№ 427/2014 from Dec 11, 2014
The Frankish kingdom of the Merovingians and its external relations are the subject of an international conference to be held December 17 to 20 at Freie Universität Berlin. Researchers from Germany, Israel, Europe, and the United States will analyze the trading relations the Merovingian Frankish Empire (481–751) maintained with the Mediterranean region. It is expected that a new image will emerge of the transitional period between antiquity and the Middle Ages. The conference is being sponsored by the Minerva Foundation in the Gentner Symposium series. The Minerva Foundation, which is based at the Max Planck Society, promotes German-Isreali cooperation in research. Since 1973 the Minerva Foundation has been sponsoring two conferences in the Gentner Symposium series annually. The conference will take place in English. It is public, and there is no admission charge.

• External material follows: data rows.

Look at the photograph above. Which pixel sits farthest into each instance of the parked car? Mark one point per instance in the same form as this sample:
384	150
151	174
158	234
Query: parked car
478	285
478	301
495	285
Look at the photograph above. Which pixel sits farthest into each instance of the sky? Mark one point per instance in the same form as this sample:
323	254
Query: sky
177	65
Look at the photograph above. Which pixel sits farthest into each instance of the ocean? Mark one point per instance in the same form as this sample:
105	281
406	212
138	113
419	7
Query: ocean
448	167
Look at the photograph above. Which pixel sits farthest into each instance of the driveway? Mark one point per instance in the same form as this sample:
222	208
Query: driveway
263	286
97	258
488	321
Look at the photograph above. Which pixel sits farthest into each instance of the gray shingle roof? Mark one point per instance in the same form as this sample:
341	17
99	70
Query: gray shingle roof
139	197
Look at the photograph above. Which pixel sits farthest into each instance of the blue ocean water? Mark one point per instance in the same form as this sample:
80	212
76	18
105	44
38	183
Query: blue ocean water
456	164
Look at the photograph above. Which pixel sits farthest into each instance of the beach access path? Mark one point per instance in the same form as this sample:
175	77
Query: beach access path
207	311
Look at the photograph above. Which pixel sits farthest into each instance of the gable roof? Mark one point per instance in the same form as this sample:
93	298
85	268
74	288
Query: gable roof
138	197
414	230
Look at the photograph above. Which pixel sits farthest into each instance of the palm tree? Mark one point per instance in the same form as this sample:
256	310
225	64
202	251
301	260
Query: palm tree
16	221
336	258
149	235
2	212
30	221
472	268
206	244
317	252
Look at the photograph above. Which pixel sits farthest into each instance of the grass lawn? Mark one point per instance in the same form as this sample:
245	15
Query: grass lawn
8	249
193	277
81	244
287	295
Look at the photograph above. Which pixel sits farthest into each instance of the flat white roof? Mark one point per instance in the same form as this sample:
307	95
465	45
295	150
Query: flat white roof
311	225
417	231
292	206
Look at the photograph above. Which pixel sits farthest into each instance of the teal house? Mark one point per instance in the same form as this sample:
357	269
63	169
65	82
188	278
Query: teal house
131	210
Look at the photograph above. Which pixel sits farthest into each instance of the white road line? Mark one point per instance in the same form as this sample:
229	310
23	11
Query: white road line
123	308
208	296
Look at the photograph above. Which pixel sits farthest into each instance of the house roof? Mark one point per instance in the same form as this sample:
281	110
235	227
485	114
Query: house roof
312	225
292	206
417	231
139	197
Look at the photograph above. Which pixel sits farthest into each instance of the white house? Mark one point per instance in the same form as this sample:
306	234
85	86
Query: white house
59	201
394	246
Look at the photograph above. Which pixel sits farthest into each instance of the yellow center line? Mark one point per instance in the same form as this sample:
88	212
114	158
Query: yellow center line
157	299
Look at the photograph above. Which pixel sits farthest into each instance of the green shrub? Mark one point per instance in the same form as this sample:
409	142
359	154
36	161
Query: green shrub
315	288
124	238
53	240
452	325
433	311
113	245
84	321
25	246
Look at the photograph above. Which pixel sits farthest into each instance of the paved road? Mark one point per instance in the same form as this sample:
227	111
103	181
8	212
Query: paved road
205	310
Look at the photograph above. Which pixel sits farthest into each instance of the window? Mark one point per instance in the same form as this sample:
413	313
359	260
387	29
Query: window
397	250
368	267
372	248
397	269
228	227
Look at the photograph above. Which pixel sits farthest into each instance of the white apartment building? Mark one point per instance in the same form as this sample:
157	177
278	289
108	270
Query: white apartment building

The Frankish kingdom of the Merovingians, built in Gaul after the fall of the Western Roman Empire (476), was not only deeply rooted in the traditions of antiquity and various Germanic tribes, but also had complex economic, cultural, religious, and political relations with the Byzantine and Islamic worlds, to the papacy in Italy, as well as to Spain and North Africa. By examining Western and Eastern sources and archaeological finds, the conference participants aim to reach a new Mediterranean classification of the Merovingian period. The period was long dominated by national interpretations of history and considered either as German or French "early history."
The conference is being jointly organized by Stefan Esders, a professor of the history of late antiquity and the Early Middle Ages at the Freiderich Meinecke Institute of Freie Universität Berlin, and Yitzhak Hen, a professor of medieval history at Ben-Gurion University of the Negev in Beer Sheva.